(a) An individual surety is acceptable for all types of bonds except position schedule bonds. Assets pledged by an individual surety shall meet the eligibility requirements of Treasury's Bureau of the Fiscal Service. Per 31 U.S.C. 9310, individual sureties must pledge eligible obligations, which Treasury refers to as acceptable collateral or eligible collateral. A list of acceptable assets, entitled “Acceptable Collateral for 31 CFR part 225,” may be accessed by going to https://www.treasurydirect.gov/files/laws-and-regulations/collateral-programs/2018-final-225-list-of-acceptable-collateral.pdf and clicking on “Acceptable Collateral for 31 CFR part 225”.
(1) An individual surety shall execute the bond (e.g., bid bond ( SF 24), performance bond ( SF 25), payment bond ( SF 25A)).
(2) The net adjusted value of unencumbered assets is their market value minus the margin. The margin tables are available at www.treasurydirect.gov. The net adjusted value of unencumbered assets pledged by the individual surety must equal or exceed the penal amount (i.e., face value) of each bond.
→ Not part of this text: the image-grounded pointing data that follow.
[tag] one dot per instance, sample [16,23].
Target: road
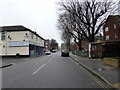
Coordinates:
[49,71]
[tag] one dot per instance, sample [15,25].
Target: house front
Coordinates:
[19,40]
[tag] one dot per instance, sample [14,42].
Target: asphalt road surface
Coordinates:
[49,71]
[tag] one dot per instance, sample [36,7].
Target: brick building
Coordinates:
[47,44]
[19,40]
[111,28]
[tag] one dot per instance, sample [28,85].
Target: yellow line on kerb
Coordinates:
[96,80]
[8,66]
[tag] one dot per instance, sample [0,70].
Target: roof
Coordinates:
[17,28]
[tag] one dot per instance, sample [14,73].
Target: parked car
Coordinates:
[47,52]
[64,53]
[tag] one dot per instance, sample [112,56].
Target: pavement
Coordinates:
[108,73]
[50,71]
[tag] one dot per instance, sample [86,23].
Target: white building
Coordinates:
[19,40]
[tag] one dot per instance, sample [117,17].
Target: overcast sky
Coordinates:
[37,15]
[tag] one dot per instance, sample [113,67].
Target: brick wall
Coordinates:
[113,25]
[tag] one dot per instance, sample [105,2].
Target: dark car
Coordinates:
[47,52]
[64,53]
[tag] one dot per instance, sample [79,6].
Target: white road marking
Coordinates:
[39,69]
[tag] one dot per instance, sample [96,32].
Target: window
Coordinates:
[3,36]
[107,38]
[36,38]
[32,36]
[106,29]
[114,26]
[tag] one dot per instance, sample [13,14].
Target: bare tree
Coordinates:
[89,16]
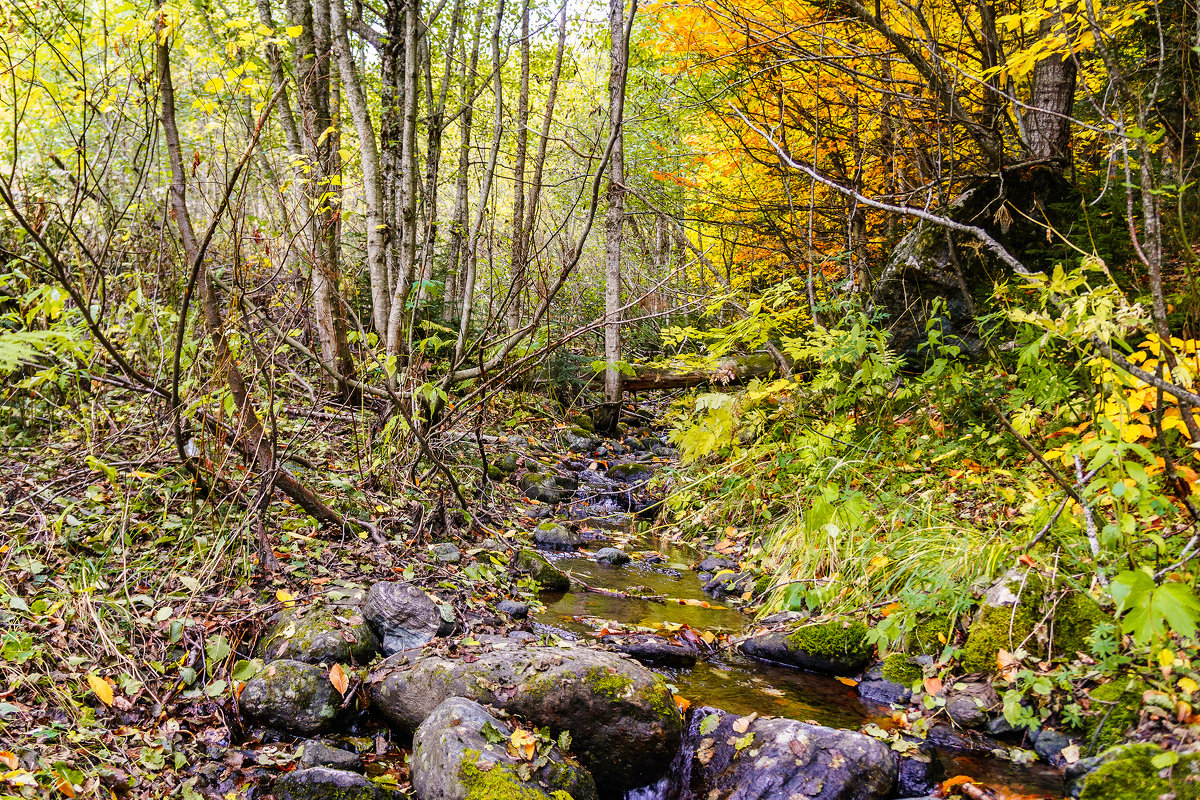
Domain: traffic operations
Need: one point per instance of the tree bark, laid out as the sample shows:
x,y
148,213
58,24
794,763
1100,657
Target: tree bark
x,y
372,176
610,411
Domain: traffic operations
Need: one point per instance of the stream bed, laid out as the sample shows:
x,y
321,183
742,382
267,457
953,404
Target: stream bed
x,y
723,677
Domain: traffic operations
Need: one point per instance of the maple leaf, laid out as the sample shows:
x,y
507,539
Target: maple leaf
x,y
339,679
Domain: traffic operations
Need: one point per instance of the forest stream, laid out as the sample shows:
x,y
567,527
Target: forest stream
x,y
660,590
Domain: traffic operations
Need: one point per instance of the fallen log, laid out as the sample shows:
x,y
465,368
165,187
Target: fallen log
x,y
735,370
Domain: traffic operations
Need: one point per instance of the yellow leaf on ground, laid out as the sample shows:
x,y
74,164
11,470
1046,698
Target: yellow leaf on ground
x,y
339,679
102,689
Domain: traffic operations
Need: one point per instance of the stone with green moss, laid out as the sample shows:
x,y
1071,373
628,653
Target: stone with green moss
x,y
292,696
622,717
837,647
1129,773
547,576
929,633
1114,711
461,752
1020,611
900,668
323,783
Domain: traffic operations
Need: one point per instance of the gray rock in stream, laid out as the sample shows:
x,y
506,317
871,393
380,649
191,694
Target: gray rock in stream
x,y
321,633
556,536
766,758
456,755
403,617
612,555
322,783
292,696
622,717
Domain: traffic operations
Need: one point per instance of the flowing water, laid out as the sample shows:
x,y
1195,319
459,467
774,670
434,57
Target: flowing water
x,y
724,678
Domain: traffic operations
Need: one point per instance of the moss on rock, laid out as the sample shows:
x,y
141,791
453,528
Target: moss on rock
x,y
924,632
1129,774
547,576
899,668
501,782
835,638
1115,709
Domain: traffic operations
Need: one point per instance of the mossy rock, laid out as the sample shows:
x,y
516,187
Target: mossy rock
x,y
1114,711
997,629
1074,619
837,647
547,576
923,633
292,696
900,668
1129,774
321,635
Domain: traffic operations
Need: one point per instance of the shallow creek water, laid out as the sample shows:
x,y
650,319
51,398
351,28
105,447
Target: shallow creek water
x,y
726,679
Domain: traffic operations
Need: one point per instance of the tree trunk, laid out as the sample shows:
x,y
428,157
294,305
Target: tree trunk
x,y
517,260
372,176
610,411
456,276
312,61
1048,119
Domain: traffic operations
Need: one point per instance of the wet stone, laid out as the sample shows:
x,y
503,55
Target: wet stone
x,y
514,608
447,553
322,783
403,617
612,555
318,753
556,536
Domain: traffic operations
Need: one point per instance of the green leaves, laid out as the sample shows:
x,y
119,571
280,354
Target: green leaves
x,y
1152,611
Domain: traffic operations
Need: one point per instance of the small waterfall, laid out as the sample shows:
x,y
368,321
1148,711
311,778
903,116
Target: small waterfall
x,y
653,792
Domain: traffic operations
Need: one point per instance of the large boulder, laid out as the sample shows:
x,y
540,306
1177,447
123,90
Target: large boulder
x,y
726,757
322,783
547,576
541,487
461,752
838,647
292,696
622,717
321,633
403,617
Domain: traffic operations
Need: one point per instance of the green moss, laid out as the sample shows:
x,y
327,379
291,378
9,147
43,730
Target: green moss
x,y
1129,774
499,782
606,684
550,577
997,629
900,669
1114,710
834,638
1073,621
923,633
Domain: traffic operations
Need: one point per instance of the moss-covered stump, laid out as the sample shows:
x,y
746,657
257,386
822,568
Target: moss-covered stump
x,y
726,756
838,647
541,487
1020,611
321,633
622,717
547,576
1129,773
1115,708
292,696
461,752
323,783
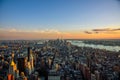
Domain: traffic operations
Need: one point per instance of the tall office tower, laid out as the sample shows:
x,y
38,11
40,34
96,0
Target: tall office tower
x,y
28,54
30,58
10,77
22,76
16,74
12,66
21,64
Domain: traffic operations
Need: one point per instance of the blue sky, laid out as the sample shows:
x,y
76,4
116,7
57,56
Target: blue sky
x,y
62,15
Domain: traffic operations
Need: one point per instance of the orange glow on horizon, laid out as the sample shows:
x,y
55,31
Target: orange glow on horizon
x,y
53,35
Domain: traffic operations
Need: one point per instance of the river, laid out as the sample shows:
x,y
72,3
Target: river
x,y
82,44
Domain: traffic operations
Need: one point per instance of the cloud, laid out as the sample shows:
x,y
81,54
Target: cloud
x,y
106,29
87,32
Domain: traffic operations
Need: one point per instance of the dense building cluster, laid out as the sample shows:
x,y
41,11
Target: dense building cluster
x,y
56,60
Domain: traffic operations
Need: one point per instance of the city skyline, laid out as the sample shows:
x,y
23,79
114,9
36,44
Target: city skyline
x,y
51,19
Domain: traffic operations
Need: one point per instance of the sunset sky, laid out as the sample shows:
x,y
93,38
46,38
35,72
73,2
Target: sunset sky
x,y
67,19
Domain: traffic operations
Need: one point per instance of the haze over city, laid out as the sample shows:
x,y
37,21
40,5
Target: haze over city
x,y
67,19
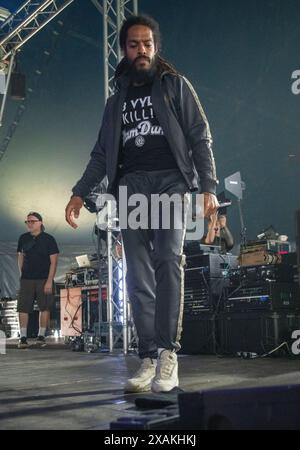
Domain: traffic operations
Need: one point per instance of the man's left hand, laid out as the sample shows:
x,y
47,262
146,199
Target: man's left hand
x,y
48,288
211,204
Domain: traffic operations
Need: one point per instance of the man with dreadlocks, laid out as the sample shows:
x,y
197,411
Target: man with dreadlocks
x,y
154,139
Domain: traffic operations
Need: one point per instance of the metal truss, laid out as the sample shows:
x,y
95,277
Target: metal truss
x,y
28,20
114,12
119,327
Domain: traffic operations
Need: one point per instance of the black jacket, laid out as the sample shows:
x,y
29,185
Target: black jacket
x,y
185,126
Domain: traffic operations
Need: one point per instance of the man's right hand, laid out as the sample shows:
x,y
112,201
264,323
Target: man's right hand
x,y
73,210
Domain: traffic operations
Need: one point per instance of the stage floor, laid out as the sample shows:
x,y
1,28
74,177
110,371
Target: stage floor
x,y
55,388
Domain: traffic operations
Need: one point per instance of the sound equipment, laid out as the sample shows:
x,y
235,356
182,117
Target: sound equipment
x,y
268,296
198,334
255,331
257,275
265,408
205,279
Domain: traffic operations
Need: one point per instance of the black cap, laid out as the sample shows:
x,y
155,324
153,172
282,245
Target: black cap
x,y
37,215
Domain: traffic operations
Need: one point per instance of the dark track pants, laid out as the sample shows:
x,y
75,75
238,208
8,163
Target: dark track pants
x,y
155,273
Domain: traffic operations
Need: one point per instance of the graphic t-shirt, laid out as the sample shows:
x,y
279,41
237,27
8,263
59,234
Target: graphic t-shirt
x,y
143,143
36,251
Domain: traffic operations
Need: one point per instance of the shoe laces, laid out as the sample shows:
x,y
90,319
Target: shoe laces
x,y
147,363
166,365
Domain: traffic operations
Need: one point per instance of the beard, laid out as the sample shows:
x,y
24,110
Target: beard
x,y
142,76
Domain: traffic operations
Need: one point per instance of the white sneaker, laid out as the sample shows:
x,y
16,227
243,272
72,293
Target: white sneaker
x,y
141,380
166,377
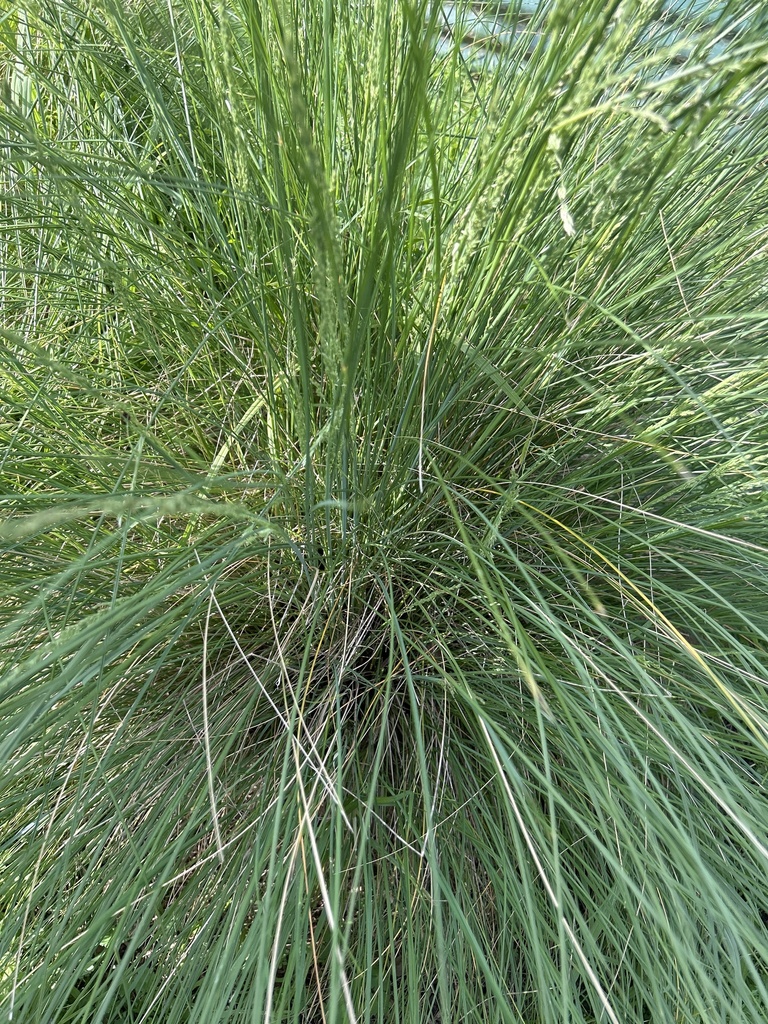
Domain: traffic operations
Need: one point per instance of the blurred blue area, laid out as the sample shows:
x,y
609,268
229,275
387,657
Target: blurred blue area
x,y
484,29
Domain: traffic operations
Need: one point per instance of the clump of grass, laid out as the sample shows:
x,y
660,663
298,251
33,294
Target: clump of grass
x,y
383,458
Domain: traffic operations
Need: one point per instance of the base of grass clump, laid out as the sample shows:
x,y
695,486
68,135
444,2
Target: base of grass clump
x,y
383,471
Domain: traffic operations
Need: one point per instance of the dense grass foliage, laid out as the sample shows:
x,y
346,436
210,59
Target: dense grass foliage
x,y
384,578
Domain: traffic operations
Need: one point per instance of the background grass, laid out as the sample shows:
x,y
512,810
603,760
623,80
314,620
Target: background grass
x,y
383,451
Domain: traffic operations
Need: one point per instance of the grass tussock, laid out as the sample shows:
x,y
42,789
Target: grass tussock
x,y
384,579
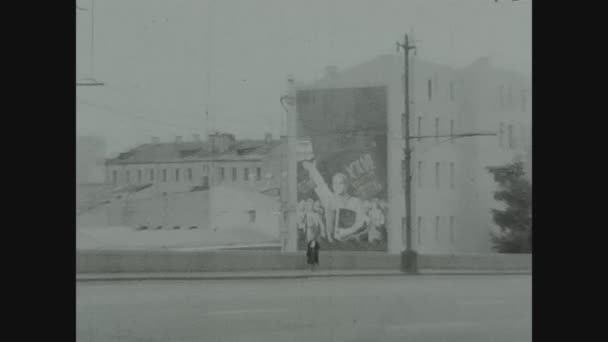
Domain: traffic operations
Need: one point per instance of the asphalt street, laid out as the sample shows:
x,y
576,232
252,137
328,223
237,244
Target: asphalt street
x,y
410,308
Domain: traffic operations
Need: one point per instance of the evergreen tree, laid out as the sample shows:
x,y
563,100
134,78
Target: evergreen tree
x,y
515,221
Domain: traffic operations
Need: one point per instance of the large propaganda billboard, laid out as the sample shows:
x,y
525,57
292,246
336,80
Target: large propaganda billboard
x,y
342,182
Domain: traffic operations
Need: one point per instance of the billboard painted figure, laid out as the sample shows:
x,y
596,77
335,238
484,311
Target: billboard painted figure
x,y
342,185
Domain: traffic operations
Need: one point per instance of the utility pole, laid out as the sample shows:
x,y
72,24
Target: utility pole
x,y
408,257
90,82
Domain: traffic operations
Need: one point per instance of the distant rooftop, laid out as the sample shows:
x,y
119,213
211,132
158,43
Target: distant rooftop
x,y
193,151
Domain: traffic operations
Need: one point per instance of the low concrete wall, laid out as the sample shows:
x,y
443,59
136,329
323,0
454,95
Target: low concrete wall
x,y
223,261
256,260
494,262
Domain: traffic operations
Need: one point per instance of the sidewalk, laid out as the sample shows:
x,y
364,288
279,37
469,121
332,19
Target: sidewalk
x,y
295,274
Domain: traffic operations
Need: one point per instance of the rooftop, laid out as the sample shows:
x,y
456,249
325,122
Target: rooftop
x,y
193,151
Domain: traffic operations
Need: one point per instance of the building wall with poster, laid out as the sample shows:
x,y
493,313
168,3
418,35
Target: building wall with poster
x,y
452,191
342,189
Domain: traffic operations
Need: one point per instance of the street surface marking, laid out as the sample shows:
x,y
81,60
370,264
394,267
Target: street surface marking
x,y
440,325
245,311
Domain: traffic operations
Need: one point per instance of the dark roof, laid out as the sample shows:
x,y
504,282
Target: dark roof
x,y
192,151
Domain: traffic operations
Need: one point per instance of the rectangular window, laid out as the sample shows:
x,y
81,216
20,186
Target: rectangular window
x,y
501,135
419,230
437,175
451,175
452,131
452,229
436,129
403,174
437,228
420,174
451,91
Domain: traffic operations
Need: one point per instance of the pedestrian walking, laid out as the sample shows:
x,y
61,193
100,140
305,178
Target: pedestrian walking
x,y
312,254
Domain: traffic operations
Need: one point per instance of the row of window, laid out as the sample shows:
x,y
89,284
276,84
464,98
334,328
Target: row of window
x,y
429,89
179,176
246,173
438,221
420,175
420,135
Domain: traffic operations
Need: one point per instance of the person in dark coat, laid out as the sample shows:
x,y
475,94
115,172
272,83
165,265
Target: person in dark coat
x,y
312,253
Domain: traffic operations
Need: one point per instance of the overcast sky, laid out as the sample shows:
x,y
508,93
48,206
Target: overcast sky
x,y
165,61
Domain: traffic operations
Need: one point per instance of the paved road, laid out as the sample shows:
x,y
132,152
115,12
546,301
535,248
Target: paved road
x,y
410,308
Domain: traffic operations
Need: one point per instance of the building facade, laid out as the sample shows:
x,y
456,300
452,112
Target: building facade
x,y
452,190
182,165
90,157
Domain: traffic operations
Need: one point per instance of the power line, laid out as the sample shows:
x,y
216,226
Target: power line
x,y
115,111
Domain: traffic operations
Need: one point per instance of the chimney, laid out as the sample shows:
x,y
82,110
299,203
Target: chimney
x,y
331,71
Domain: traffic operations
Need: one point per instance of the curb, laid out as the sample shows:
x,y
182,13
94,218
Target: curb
x,y
163,276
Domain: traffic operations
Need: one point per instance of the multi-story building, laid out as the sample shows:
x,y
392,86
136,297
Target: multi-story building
x,y
452,189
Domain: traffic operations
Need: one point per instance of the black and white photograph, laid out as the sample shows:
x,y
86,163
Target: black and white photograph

(3) The individual surety shall execute the SF 28, Affidavit of Individual Surety, and provide a security interest. One individual surety is adequate support for a bond, provided the net adjusted value of unencumbered assets pledged by that individual surety equals or exceeds the amount of the bond.
(4) An offeror or contractor may submit up to three individual sureties for each bond, in which case the net adjusted value of the pledged unencumbered assets, when combined, must equal or exceed the penal amount of the bond. Each individual surety is jointly and severally liable to the extent of the penal amount of the bond.
(c) Using the information from the SF 28 submitted by the offeror or contractor, the contracting officer shall notify the Treasury's collateral operations support team by email at BMT@fiscal.treasury.gov or by phone at 888-568-7343, of the individual surety, the assets to be pledged, and the amount necessary to cover the individual surety bond, i.e., the required amount to be collateralized. Treasury will advise the contracting officer whether the assets are eligible to be pledged, consistent with 28.203-1(a), and of the valuation of the assets offered to be pledged, consistent with the valuation standards in 28.203-1(b)(2). If after 3 business days the contracting officer has not received a response from Treasury, the contracting officer may seek assistance from the Director, Bank Policy and Oversight, at 202-504-3502. The contracting officer shall determine whether the individual surety bond is acceptable as to the amount necessary to cover the individual surety bond based on the asset eligibility and valuation assessment from Treasury. The contracting officer shall notify both the offeror or contractor and the individual surety of this determination.
(d) If the contracting officer determines the individual surety is acceptable, the contracting officer shall request the Treasury's collateral operations support team set up the necessary individual surety pledged asset collateral account.
(e) If the contracting officer determines that no individual surety in support of a bid guarantee is acceptable, the offeror utilizing the individual surety shall be rejected as nonresponsible, except as provided in 28.101-4. A finding of nonresponsibility based on unacceptability of an individual surety, need not be referred to the Small Business Administration for a Certificate of Competency. (See 19.602-1(a) and 61 Comp. Gen. 456 (1982).)
(f) If a contractor submits an unacceptable individual surety, or one that Treasury could not assess the asset eligibility and valuation within a reasonable time, then the contracting officer may permit the contractor to substitute an acceptable surety within a reasonable time.
(g) Evidence of possible criminal or fraudulent activities by an individual surety shall be referred to the appropriate agency official in accordance with agency procedures.